Der Unterschied in Stil und Form zwischen Präsident Medwedjew und Premier Putin ist augenfällig. Hier der verständige, erklärungsfreudige, nüchterne Medwedjew, dort ein aggressiver, bärbeißiger Putin. Ist die Arbeitsteilung gezielt?
Anfangs vermuteten wir, die Doppelführung werde nicht lange durchhalten. Das Tandem handelt aber geschlossen, zumindest erkenne ich keine nennenswerten Risse. Es sieht nach bewusster Arbeitsteilung aus, die sich auf Äußerlichkeiten beschränkt. Kollegen aus der Menschenrechtsbewegung haben dem Kreml Dutzende vernünftige Vorschläge eingereicht. Die Papiere kommen kommentarlos zurück, als hätten sie den Präsidenten nie erreicht.

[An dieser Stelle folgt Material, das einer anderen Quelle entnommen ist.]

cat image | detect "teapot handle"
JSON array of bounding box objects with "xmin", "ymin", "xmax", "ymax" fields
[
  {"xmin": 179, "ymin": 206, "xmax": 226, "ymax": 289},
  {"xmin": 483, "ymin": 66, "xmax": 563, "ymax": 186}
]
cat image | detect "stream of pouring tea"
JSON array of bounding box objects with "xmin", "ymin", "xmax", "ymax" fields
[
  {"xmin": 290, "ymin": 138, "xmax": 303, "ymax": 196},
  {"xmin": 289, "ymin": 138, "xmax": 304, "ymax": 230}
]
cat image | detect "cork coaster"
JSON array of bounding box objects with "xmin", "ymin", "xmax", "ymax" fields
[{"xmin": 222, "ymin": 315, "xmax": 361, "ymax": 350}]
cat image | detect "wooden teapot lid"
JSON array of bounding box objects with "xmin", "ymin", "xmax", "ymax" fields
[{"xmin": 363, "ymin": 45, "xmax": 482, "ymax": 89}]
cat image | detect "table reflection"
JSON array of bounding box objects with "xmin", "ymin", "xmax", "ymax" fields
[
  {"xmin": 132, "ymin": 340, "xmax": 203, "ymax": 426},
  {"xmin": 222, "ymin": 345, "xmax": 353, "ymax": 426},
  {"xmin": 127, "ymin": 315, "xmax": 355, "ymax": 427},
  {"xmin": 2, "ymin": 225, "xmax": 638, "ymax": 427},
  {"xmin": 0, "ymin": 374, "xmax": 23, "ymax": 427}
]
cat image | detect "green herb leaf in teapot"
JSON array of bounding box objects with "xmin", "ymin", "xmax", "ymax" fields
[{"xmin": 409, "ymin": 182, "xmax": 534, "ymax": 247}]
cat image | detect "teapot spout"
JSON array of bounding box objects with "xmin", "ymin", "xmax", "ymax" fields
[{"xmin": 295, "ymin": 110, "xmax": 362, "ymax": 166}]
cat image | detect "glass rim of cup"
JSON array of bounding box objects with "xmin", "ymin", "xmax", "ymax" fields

Medwedjew gab der oppositionellen Zeitung Nowaja Gaseta ein Interview. Ein Novum in Putins Russland.
Die Sache als solche ist positiv. Nur sagte er in dem Gespräch nichts Besonderes und wich klaren Antworten aus. Selbstverständlich ist Medwedjew im Auftreten ein angenehmerer Zeitgenosse als ein wütende Grimassen ziehender Putin. Bedauerlich ist nur: Es bleibt bei Worten. Wenn Medwedjew meint, "Freiheit ist besser als Unfreiheit", so klingt das freundlicher als Putins Drohung, Gegner "auf dem Klosett zu vernichten". Die Rhetorik stimmt, aber Verfolgung und totale Überwachung von Oppositionellen gehen weiter. Fast alle Demonstrationen werden verboten. Außenpolitisch tritt der Präsident moderater auf, aber er unterscheidet sich in der Stoßrichtung nicht von seinem Vorgänger.
Sie haben vor Kurzem die oppositionelle Bewegung Solidarnost mitgegründet. Machen Menschenrechtler jetzt Politik?
Die liberalen Politiker sind von der politischen Bühne verschwunden. Menschenrechtler müssen sich jetzt in die Politik einmischen, wenn nicht auch noch die Reste einer Gegenöffentlichkeit wegbrechen sollen.